"Ah, no; I wish he were. George Roden never goes to church."
"Is he a friend of yours?"
"For his mother's sake I was speaking;—but why not for his also? He is not specially my friend, but I wish well to all men. He is not at home at present, but I understood that he will be here shortly."
"Do you always go to church?" he asked, grounding his question not on any impertinent curiosity as to her observance of her religious duties, but because he had thought from her dress she must certainly be a Quaker.
"I do usually go to your church on a Sunday."
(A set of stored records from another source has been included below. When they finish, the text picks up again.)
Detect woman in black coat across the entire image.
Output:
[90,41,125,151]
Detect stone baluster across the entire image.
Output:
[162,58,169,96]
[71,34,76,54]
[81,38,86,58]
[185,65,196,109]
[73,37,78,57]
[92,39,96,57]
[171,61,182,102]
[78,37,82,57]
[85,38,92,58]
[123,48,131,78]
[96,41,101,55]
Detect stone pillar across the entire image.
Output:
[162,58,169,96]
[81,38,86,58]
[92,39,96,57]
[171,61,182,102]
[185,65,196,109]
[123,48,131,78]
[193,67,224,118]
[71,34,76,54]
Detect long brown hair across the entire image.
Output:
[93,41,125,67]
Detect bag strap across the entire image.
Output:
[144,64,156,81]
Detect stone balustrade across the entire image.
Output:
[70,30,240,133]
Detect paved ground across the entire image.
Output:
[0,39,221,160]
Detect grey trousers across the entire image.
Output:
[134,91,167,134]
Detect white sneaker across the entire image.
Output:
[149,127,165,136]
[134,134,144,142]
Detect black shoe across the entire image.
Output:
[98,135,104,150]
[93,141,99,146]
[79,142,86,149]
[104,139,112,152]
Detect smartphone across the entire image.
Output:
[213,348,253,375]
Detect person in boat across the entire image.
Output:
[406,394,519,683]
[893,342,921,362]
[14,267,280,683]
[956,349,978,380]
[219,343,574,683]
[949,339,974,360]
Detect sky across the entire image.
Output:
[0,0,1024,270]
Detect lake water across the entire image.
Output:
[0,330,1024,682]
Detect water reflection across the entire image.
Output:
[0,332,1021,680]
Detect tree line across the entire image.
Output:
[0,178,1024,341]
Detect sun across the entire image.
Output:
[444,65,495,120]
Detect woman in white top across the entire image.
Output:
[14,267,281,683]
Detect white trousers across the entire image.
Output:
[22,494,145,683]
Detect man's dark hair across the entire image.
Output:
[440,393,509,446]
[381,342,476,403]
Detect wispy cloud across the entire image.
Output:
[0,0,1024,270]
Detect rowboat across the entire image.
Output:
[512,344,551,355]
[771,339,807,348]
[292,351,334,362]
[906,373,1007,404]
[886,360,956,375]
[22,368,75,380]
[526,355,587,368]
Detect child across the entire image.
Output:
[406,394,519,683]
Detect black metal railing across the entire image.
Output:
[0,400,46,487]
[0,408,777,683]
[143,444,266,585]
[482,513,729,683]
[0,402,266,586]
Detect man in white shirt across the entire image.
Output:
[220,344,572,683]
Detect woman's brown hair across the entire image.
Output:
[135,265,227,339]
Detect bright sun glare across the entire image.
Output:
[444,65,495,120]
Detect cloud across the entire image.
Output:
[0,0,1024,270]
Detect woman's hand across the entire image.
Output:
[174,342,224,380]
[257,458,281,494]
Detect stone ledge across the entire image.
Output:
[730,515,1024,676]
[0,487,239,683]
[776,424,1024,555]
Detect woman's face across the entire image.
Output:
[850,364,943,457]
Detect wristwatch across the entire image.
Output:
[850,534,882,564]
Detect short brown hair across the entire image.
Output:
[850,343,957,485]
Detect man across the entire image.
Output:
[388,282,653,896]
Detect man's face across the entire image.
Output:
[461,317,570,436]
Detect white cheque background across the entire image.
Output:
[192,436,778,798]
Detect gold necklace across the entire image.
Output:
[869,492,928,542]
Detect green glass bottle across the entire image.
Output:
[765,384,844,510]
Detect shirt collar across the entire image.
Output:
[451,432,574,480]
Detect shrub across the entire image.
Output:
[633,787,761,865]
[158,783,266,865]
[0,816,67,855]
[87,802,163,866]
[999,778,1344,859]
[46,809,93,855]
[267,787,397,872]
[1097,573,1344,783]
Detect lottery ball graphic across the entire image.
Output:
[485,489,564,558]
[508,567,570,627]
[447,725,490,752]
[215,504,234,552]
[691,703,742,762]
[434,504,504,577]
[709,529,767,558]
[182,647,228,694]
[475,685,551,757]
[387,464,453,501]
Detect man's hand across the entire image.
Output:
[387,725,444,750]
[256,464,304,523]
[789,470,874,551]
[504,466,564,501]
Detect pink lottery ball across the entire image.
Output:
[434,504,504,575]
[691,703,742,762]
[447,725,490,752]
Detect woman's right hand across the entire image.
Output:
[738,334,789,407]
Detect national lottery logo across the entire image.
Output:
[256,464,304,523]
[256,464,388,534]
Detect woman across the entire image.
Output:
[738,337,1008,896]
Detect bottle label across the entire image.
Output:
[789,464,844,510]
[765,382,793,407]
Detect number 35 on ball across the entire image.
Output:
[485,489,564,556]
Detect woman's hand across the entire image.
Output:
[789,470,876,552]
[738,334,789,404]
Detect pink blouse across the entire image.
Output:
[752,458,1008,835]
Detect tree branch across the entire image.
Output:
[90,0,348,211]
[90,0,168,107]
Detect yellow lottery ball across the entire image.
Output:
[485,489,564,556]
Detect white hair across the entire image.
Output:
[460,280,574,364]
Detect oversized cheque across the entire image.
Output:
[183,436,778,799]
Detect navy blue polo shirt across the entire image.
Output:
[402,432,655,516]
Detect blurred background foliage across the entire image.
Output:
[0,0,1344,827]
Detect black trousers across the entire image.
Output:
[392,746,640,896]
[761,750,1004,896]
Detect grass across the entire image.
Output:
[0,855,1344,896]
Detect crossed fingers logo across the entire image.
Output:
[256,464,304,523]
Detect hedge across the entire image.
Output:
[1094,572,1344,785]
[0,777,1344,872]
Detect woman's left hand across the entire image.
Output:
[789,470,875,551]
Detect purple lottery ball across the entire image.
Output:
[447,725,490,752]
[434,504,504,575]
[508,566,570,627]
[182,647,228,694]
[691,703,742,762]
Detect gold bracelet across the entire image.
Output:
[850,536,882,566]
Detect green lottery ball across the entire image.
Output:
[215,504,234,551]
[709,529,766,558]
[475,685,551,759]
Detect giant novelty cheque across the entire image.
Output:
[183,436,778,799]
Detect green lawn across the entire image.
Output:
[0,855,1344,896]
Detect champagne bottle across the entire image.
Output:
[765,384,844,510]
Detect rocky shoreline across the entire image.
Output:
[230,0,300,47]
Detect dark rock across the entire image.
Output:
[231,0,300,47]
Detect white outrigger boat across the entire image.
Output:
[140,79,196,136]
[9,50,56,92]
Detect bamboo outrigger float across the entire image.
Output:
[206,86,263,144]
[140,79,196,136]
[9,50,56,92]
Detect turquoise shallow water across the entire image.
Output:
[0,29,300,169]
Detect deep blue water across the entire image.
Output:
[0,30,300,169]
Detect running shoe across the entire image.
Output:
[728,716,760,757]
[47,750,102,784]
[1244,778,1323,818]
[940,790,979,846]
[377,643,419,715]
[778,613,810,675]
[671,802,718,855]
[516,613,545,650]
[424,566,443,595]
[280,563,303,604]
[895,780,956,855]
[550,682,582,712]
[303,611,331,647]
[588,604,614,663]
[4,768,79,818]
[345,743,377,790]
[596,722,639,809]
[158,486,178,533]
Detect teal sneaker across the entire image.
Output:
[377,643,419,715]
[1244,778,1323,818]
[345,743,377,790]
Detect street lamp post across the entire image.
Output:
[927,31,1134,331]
"Nay," said he, "I have no right to claim it as my church. I fear you must regard me also as a heathen,—as you do George Roden."
"I am sorry for that, sir. It cannot be good that any man should be a heathen when so much Christian teaching is abroad. But men I think allow themselves a freedom of thought from which women in their timidity are apt to shrink. If so it is surely good that we should be cowards?" Then the door opened, and Mrs. Roden came into the room.
"George is gone," she said, "to call on a sick friend, but he will be back immediately. He got your letter yesterday evening, and he left word that I was to tell you that he would be back by eleven. Have you introduced yourself to my friend Miss Fay?"
"I had not heard her name," he said smiling, "but we had introduced ourselves."
"Marion Fay is my name," said the girl, "and yours, I suppose is—Lord Hampstead."